Reliable positioning, navigation and timing (PNT) will be a fundamental capability in a new era of lunar exploration.

Under the European Space Agency (ESA) NAVISP program, Qascom, with partner OHB Italia, has completed development and testing of a lunar surface PNT beacon and reference station demonstrator, validating key technologies for the future lunar communication and navigation system (LCNS).

Unlike terrestrial GNSS, lunar navigation must operate with sparse infrastructure and under extreme environmental constraints. While early LCNS architectures will rely primarily on orbiting satellites, surface reference stations are expected to provide critical local enhancements.

Qascom’s ‘Moon Station’ acts as a fixed beacon on the lunar surface, generating ranging signals for nearby users while also computing and broadcasting differential corrections to improve positioning accuracy. At the same time, it supports LCNS monitoring by collecting satellite observables directly from the surface.
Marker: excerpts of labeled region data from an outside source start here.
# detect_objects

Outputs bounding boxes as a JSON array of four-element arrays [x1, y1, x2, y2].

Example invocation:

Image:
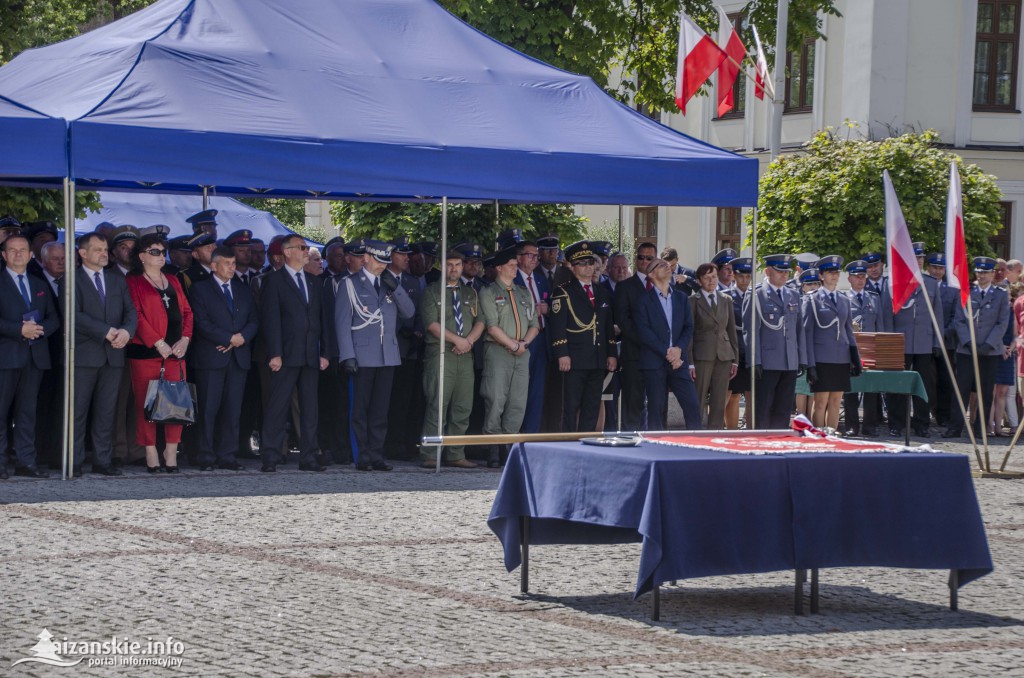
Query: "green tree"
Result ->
[[748, 130, 1001, 261], [331, 202, 586, 252]]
Partners designed a complete flight-model and developed an elegant breadboard (EBB) demonstrator integrating the most critical subsystems. The proposed payload architecture combines an LCNS navigation receiver, a configurable navigation beacon transmitter and communication modules enabling links to lunar users, LCNS satellites and Earth.

Designed assuming deployment near the lunar South Pole, the station has a mass of roughly 180 kg and peak power around 440 W. Considerable effort was devoted to thermal and operational analyses, defining survival, active and operative modes to ensure functionality through the lunar day-night cycle, where temperatures can drop below -150°C.

The end-to-end testbed enabled realistic experimentation with S-band navigation signals, ranging observables and differential corrections, as well as performance comparisons using weighted least squares and extended Kalman filtering.

Aiming for the Moon

Project results were presented at a recent ESA-hosted event by Qascom technical manager Luca Canzian and Stefano Garlaschi, responsible for navigation engine development, along with OHB Italia’s Isacco Pretto, who coordinated the overall Moon Station design.

Differential corrections were shown to significantly reduce user range errors, particularly when exploiting pilot signal components. When combined with digital elevation models and EKF processing, simulations achieved meter-level positioning accuracy and substantial improvements in vertical performance across areas spanning hundreds of kilometers.

The team also demonstrated meaningful reductions in orbit-determination-induced errors, with surface-generated corrections remaining effective over several minutes for both static and mobile users.

Canzian described the demonstrator as an important milestone toward operational lunar PNT infrastructure. By extending SBAS-like concepts to the Moon, combining orbital navigation assets with surface reference stations, the project points to a resilient, high-integrity navigation framework for future robotic and human exploration.